Quem ganha e quem perde com o agronegócio?
O faturamento de 9,6 bilhões de dólares alcançado pela indústria de agrotóxicos no Brasil em 2016 não é o que se possa chamar de mau resultado, portanto, não foi o agronegócio que teve prejuízos. O prejuízo foi justamente aquela parcela do agronegócio que tem a maior parte das raízes fincadas no Brasil, e os brasileiros que pagam altas taxas de impostos e outros tributos, que servem para financiar essa fake.
Os quase 190 bilhões aportados anualmente ao agronegócio a sua quase totalidade é destinado aos grandes produtores rurais para pagar suas contas com a turma de antes e depois da porteira.
Com a compra de insumos, a maior parte desse recurso, não fica no Brasil vai para as multinacionais acima citadas.
Ainda segundo a Brasil de Fato, “quase 8 vezes o valor destinado ao bolsa-família é o valor do bolsa-agronegócio, dinheiro que vai diretamente do governo para as empresas, fazendo uma curtíssima parada “dentro da porteira”. E quando o produtor não consegue honrar as dívidas dos empréstimos contraídos, há inúmeras possibilidades de negociação e seguros, também custeados pelo governo. Ou seja, o governo coloca dinheiro bom nas mãos dos empresários rurais do agronegócio, e esse repasse às indústrias de insumos ocorrem quase que instantaneamente, contudo, o recurso em grande parte não volta para os bancos oficiais. Editam medidas provisórias visando renegociação com abatimento de até 85% do montante da dívida.
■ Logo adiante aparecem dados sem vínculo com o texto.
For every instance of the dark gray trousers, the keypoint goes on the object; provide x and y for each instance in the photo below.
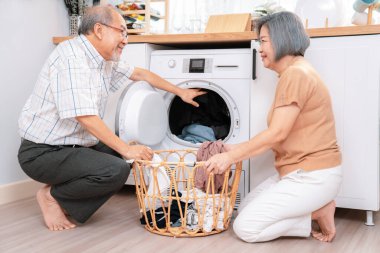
(82, 179)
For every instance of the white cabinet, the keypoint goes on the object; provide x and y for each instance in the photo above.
(350, 67)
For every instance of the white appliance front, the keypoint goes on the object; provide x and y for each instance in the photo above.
(226, 77)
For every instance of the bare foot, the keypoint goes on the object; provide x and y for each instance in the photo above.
(53, 214)
(325, 219)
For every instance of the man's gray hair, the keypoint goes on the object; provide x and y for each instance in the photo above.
(287, 34)
(93, 15)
É dever do Estado financiar a produção agrícola do país. O problema central é o modelo de agricultura adotado, que se torna extremamente vulnerável a fatores externos sobre os quais não há nem controle nem previsibilidade.
O agronegócio movimenta sim uma fatia grande da economia. No entanto, privilegia empresas multinacionais e a produção de mercadorias agrícolas, e despreza a produção de comida de verdade, que vai pra mesa, virando as costas para a grande maioria dos agricultores do país, agricultores familiares. Aliás, virar as costas não é de todo mal: a agricultura familiar integrada ao agronegócio sim é o pior dos mundos: o pequeno produtor se vê aprisionado num modelo que produz o que o agronegócio necessita, e vende pelo preço que o agronegócio quiser pagar. Funciona assim as parcerias na avicultura e suinocultura, uma versão moderna de escravização.
O Agronegócio poderia até ter resultados diferentes, se houvesse mais investimentos internos para a agroindustrialização de pequenos e médios produtores genuinamente brasileiros, agregando valor na exportação.
Se tudo isso já mostra um quadro complicado, fica ainda pior quando importantes mercados no mundo, como o argentino, o árabe e o chinês, não veem sendo aperfeiçoados através de uma boa diplomacia, mas ao contrário tem sido vilipendiado.
Quando analisamos o censo agropecuário do IBGE, dos últimos 40 anos, quem produz o alimento que vai para a mesa dos brasileiros é a Agricultura Familiar.
A agricultura familiar produz 70% do alimento consumido pelos brasileiros em 28% do total das terras agricultáveis hoje no país.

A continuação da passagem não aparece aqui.